Quant à Aude-Marie Lalanne Berdouticq, elle est historienne et travaille en collaboration avec la Haute autorité de santé (HAS) sur l’histoire des plateformes de données de santé. Sa vision d’historienne lui permet de savoir que ces plateformes sont loin d’être nouvelles – il en existait déjà pendant la première guerre mondiale – donc elle cherche à comprendre quelles sont les spécificités des plateformes digitales. Elle montre que cette spécificité est moins leur taille, comme on aurait pu s’y attendre avec tout le discours sur les « big data », mais les modalités de circulation et de maintien du secret, que ces plateformes rendent possible.

Vous êtes directeur du programme Médecine-Humanités à l’ENS, dont l’un des cycles du séminaire posait la question « quel est l’impact des comités d’éthique ? ». Quelle réponse y apporteriez-vous ?

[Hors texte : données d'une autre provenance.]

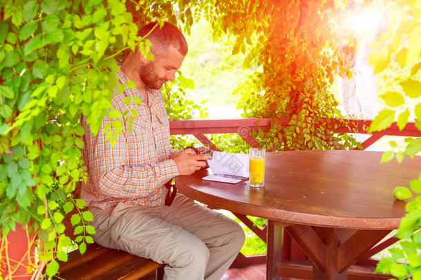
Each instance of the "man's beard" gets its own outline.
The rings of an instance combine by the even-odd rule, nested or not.
[[[155,72],[155,62],[143,64],[140,68],[140,79],[148,88],[159,89],[166,81],[159,79]]]

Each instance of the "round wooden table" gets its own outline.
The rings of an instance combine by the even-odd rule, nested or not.
[[[202,178],[208,170],[176,178],[179,192],[235,213],[269,219],[267,279],[282,274],[283,230],[313,262],[314,279],[347,279],[347,268],[404,215],[393,188],[419,176],[421,157],[380,164],[382,153],[295,151],[268,153],[265,185],[227,184]]]

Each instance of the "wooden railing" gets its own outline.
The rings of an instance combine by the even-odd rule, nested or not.
[[[382,131],[376,131],[373,133],[368,132],[368,128],[371,123],[371,120],[332,120],[334,124],[334,132],[336,133],[352,133],[360,134],[371,134],[371,136],[362,142],[364,149],[379,140],[384,136],[411,136],[421,137],[421,131],[415,126],[415,123],[407,124],[402,130],[400,130],[397,124],[392,124],[391,127]],[[280,125],[286,124],[290,120],[279,120]],[[342,124],[344,122],[346,125]],[[170,132],[171,135],[193,135],[204,145],[209,147],[214,151],[220,151],[217,147],[213,143],[206,134],[211,133],[237,133],[251,147],[256,147],[257,142],[253,138],[253,131],[260,129],[268,129],[271,127],[269,119],[260,119],[257,118],[239,118],[230,120],[180,120],[170,121]],[[358,149],[355,147],[355,149]],[[247,218],[246,215],[233,213],[242,222],[250,228],[257,236],[266,243],[266,225],[262,227],[253,227],[253,223]],[[291,238],[286,236],[285,243],[282,250],[282,257],[289,260],[302,259],[305,257],[298,245]],[[389,239],[378,244],[373,248],[367,254],[359,259],[356,263],[360,265],[373,265],[376,263],[375,260],[371,259],[371,256],[389,245],[396,242],[398,239],[391,237]],[[234,265],[244,265],[251,263],[264,263],[266,254],[244,256],[239,254],[234,263]]]

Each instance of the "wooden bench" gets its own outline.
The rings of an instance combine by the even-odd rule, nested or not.
[[[76,184],[75,197],[80,197],[81,183]],[[72,236],[73,227],[70,217],[74,209],[63,221],[66,234]],[[164,264],[141,258],[124,251],[110,249],[97,243],[88,244],[86,251],[80,254],[79,250],[68,254],[67,262],[59,262],[58,276],[66,280],[135,280],[155,270],[155,279],[162,280]]]
[[[66,280],[135,280],[156,270],[156,279],[161,280],[164,265],[93,243],[82,255],[79,250],[70,252],[68,261],[60,263],[58,276]]]

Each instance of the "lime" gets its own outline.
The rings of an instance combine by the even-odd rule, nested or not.
[[[412,193],[406,187],[396,187],[393,189],[393,196],[400,200],[404,200],[407,198],[412,197]]]

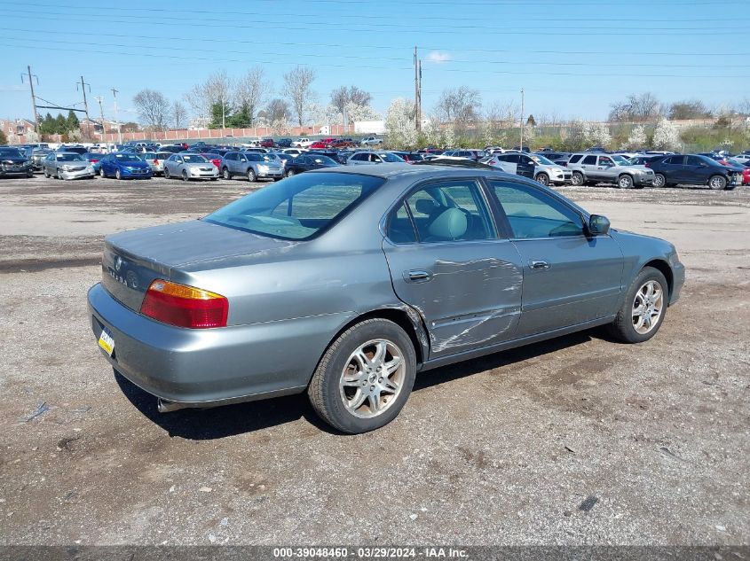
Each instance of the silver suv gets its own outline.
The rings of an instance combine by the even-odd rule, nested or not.
[[[573,185],[612,183],[620,189],[632,189],[651,185],[654,178],[652,170],[645,166],[634,166],[616,154],[572,154],[567,167]]]

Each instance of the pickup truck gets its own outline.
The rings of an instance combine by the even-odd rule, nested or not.
[[[383,138],[377,138],[376,136],[367,136],[367,138],[363,138],[359,141],[360,146],[376,146],[377,144],[383,144]]]

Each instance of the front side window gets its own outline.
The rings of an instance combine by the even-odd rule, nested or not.
[[[309,239],[383,183],[382,177],[356,174],[301,174],[253,191],[204,220],[271,238]]]
[[[583,221],[574,210],[526,185],[490,180],[517,239],[583,236]]]
[[[489,211],[477,182],[422,187],[407,199],[421,242],[469,241],[493,237]]]

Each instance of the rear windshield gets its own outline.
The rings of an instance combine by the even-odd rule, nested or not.
[[[341,173],[309,173],[253,191],[204,220],[282,239],[309,239],[357,206],[385,180]]]

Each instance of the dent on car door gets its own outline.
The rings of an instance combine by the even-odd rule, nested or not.
[[[520,258],[498,238],[476,181],[418,188],[391,213],[383,252],[397,296],[424,319],[430,358],[513,338]]]
[[[617,242],[609,235],[586,236],[578,212],[547,191],[503,180],[488,184],[524,267],[517,337],[614,314],[624,261]]]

Emmanuel Didier : L’impact des comités d’éthique est intéressant à étudier d’abord parce que ces comités sont la plupart du temps seulement consultatifs. Qu’arrive-t-il aux avis une fois qu’ils sont rendus publics ? Il n’est pas facile de le savoir, et c’est d’ailleurs une question que les comités se posent très souvent eux-mêmes. La réponse est complexe, mais en schématisant, on peut dire que, selon les circonstances, les comités peuvent agir sur trois types d’acteurs : premièrement, sur les décideurs politiques et à travers ces derniers sur le droit ; deuxièmement, sur le grand public par l’intermédiaire de la presse, enfin troisièmement sur les scientifiques eux-mêmes ou les spécialistes du soin qui peuvent s’appuyer sur les avis au moment de prendre leurs décisions.

 

Bio express d'Emmanuel Didier

Directeur de recherche au CNRS en sociologie au Centre Maurice Halbwachs (ENS-PSL / EHESS), Emmanuel Didier est diplômé de l’École nationale de la statistique et de l’administration économique (1995), et de l’Ecole normale supérieure (1995), docteur en socio-économie de l’innovation de Mines ParisTech – PSL (2000) et habilité à diriger des recherches de l’ENS – PSL (2018).

 

En 2019, il devient membre du Conseil consultatif national d’éthique (CCNE).  Depuis 2020, il dirige le programme Médecine – Humanités de l’ENS – PSL et participe au groupe de travail sur la Covid-19 du Comité national pilote d’éthique du numérique (CNPEN). Emmanuel Didier est aussi co-directeur de l’Institut Santé Numérique en Société au sein de PariSanté Campus.

 

Il est l’auteur de plusieurs ouvrages dont America by the Numbers, Quantification, Democracy, and the Birth of National Statistics chez MIT Press. Il est rédacteur en chef de la revue Statistique et société.